8) Kinetics and mitochondrial capacity. The validity of 1/Rm and (given the approximate constancy of C) of k as measures of mitochondrial capacity, i.e., proportional to JP,MAX (4) [as also in vivo (24)]3 , rests on the validity of the linear-model assumptions in the absence of pH change (5). That τ is similar in vivo and in vitro when the ratio of mitochondrial volume to [TCr] is matched (4) makes sense in Meyer's model (4) and also in typical ADP-control models, where τ ≈ [TCr]/JP,MAX (Fig. 1).
In summary, that in a simple system “the robust energetic forces and flows maintained by the isolated mitochondria are similar to those observed in vivo” does indeed “reveal important features of mitochondrial function” (4), notably, that it is likely a demand-driven CK-mediated feedback mechanism not obviously in need of parallel activation mechanisms (18) to explain responses typical of aerobic exercise, but the data also make sense in several other perspectives than Meyer's elegant electrical analog model (23).

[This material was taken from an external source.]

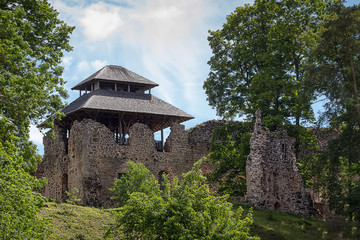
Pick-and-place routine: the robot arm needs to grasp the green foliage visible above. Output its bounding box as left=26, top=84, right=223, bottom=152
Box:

↵1 At this point, Glancy et al. also cite the near-linearity of [PCr] with ΔGATP (23), but this is a consequence, not a cause, of ATP buffering; also “the kinetics of PCr breakdown and Jo rise are virtually identical at the onset of exercise” (4) because of ATP buffering, not “because of a relatively constant phosphorylation ratio” (4), which is not obtained.
↵2 2 Glancy et al. (4) calculate C both this way and as C = τ/Rm = τρ(dJo/dΔGATP), and they take the agreement as confirming their assumed ρ (4); this is equivalent to estimating ρ = (d[PCr]/dJo)/τ, as Meyer did (23).
↵3 How well estimates of actual JP,MAX (9, 17) perform is not established, although they largely avoid (19) the “artifactual” pH dependence of k (6). If causal primacy is conceded to ADP feedback (Fig 1B), 1/Rm increases with n, responding to the shape as well as the maximum of JP-[ADP], appropriately reflecting faster kinetics (Fig 1D).